Les tribuns étaient les organes de la plebs, ses représentans, pour ainsi dire son incarnation. Il fallait être plébéien ou se faire plébéien par l’adoption pour être tribun. La porte du tribun devait être toujours ouverte, et il ne pouvait passer un jour entier hors de Rome. Laisser le peuple sans tribun était un crime capital ; là point d’interrègne, comme dans les magistratures patriciennes. Le tribun ne devait pas plus mourir que le roi de l’ancienne France. On nomma d’abord deux tribuns pour les opposer aux deux consuls. Le tribunat dans l’origine n’était pas une véritable magistrature ; les tribuns n’exerçaient aucune autorité, ne commandaient point, ne jugeaient point ; ils ne pouvaient qu’empêcher. Ils n’étaient pas le gouvernement ; ils étaient l’opposition[1]. Aussi les tribuns n’avaient-ils aucun insigne, aucun costume particulier ; à l’origine, ils n’entraient point dans la curie, où ils ne tardèrent pas à être admis ; ils s’asseyaient à la porte sur un tabouret (subsellium), mais la porte devait rester ouverte, car il est dit qu’ils observaient avec grand soin les résultats de la délibération pour s’y opposer dans le Forum, s’il y avait lieu. Leur droit de secours (auxilium) ne s’étendait pas à plus d’un mille de Rome. Tels furent les modestes commencemens du tribunat ; mais il devait grandir avec l’ordre plébéien qu’il représentait, comme lui tout envahir, et se perdre comme lui par l’excès de ses envahissemens.

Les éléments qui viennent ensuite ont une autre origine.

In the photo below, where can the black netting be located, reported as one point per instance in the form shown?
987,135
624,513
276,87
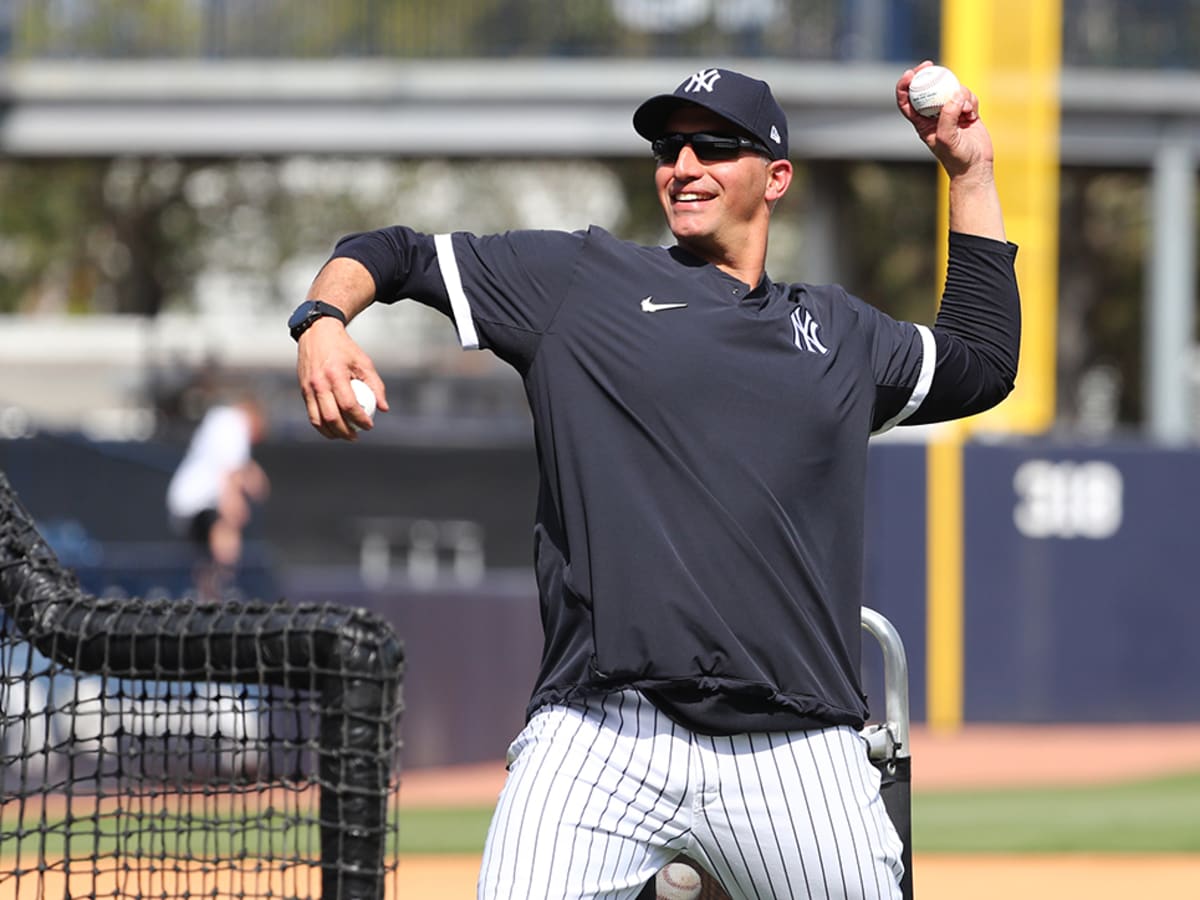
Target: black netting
183,749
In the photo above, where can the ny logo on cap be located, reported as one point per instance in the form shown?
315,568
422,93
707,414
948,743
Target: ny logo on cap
702,81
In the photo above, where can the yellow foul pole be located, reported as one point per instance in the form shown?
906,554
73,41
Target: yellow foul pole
1009,53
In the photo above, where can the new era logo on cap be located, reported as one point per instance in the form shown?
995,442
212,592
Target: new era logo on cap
745,101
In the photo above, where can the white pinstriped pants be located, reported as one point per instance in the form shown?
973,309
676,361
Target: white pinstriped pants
603,795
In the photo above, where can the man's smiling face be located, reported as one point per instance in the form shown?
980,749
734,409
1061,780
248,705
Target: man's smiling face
711,205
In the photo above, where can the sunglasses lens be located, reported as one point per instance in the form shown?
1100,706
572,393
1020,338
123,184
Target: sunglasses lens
714,148
667,149
708,148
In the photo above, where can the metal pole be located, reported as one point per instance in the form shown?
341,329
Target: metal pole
1170,316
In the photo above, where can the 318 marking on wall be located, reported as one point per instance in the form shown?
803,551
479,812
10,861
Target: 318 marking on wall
1068,499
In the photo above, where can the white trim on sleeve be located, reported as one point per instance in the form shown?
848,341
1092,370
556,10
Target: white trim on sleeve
453,281
921,390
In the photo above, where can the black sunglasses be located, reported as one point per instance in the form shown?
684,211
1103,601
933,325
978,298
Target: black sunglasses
708,148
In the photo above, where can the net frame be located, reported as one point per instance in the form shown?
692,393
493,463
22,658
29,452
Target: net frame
348,659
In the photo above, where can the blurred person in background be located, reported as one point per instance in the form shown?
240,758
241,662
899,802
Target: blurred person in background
211,493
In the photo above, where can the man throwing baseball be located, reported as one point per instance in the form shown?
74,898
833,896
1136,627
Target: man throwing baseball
702,437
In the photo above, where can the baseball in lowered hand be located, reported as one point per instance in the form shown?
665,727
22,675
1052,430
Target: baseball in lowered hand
677,881
365,396
930,89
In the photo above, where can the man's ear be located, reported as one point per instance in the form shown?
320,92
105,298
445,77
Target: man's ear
779,178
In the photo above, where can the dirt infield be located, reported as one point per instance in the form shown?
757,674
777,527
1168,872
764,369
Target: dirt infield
977,756
936,877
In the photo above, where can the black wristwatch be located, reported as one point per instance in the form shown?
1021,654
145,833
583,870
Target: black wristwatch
309,312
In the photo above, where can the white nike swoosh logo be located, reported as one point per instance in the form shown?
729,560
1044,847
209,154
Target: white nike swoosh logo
648,305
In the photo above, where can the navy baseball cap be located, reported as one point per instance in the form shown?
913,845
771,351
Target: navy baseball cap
744,101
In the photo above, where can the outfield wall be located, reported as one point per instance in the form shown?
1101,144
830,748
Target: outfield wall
1079,604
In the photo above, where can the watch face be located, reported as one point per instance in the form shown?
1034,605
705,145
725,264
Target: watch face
303,312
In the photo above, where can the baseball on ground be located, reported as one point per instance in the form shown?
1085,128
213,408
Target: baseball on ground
677,881
931,88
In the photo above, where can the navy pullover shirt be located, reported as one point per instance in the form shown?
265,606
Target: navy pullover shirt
702,450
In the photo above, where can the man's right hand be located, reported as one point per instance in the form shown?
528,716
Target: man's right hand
327,360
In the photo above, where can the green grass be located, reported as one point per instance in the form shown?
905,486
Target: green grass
443,831
1156,816
1159,815
1153,816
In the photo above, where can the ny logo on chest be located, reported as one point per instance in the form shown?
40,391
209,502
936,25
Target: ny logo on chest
804,333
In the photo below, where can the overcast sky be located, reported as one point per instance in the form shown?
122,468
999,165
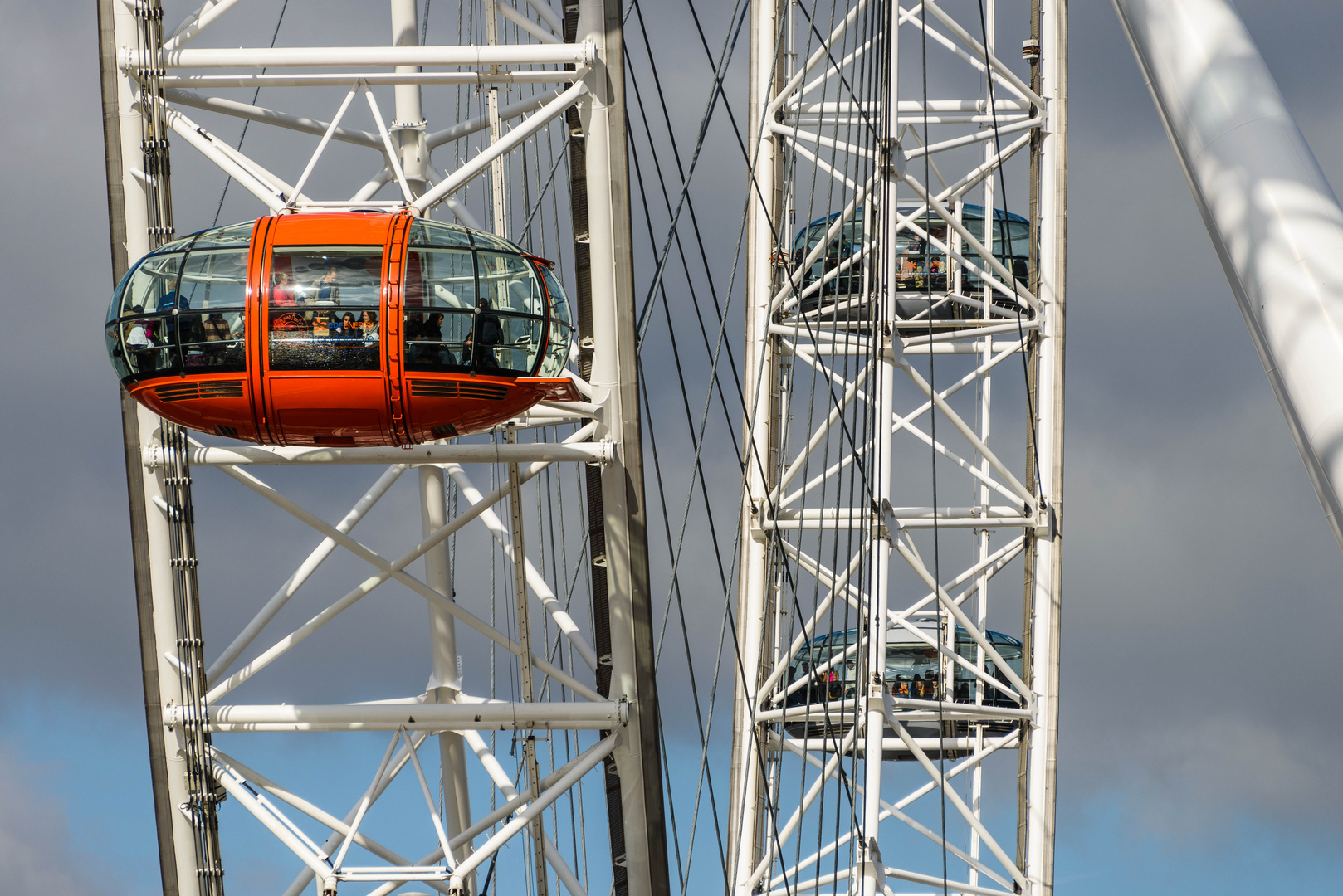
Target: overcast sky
1199,700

En même temps que le tribunat fut créée l’édilité, magistrature dont on a méconnu la nature et l’importance primitive. Les édiles, dans lesquels on n’a vu souvent que des officiers de police, étaient, selon leur institution, les auxiliaires des tribuns. Leur personne, fut déclarée sacro-sainte, comme celle des tribuns. à la fin du m, siècle, on voit deux consuls, au sortir de leur charge, accusés, l’un par un tribun, l’autre par un édile. Au vie, un tribun et un édile sont chargés de concert de donner l’ordre d’arrêter Scipion l’Africain. Dans un moment difficile, ils font l’office de consuls. C’est à eux qu’il appartient de s’opposer à l’introduction des religions étrangères. Polybe appelle l’édilité une charge très illustre, avec le temps, leur puissance diminue, éclipsée par l’éclat de la puissance tribunitienne et ravalée à des soins de police urbaine. Déjà au temps de Cicéron un édile n’était pas beaucoup plus qu’un simple citoyen. Les empereurs

  1. Cette opposition se faisait par l’intercession et s’exprimait par le mot veto. Transférer ce droit négatif de l’opposition populaire au chef de l’état, comme on fit dans la révolution, c’était intervertir les rôles des pouvoirs.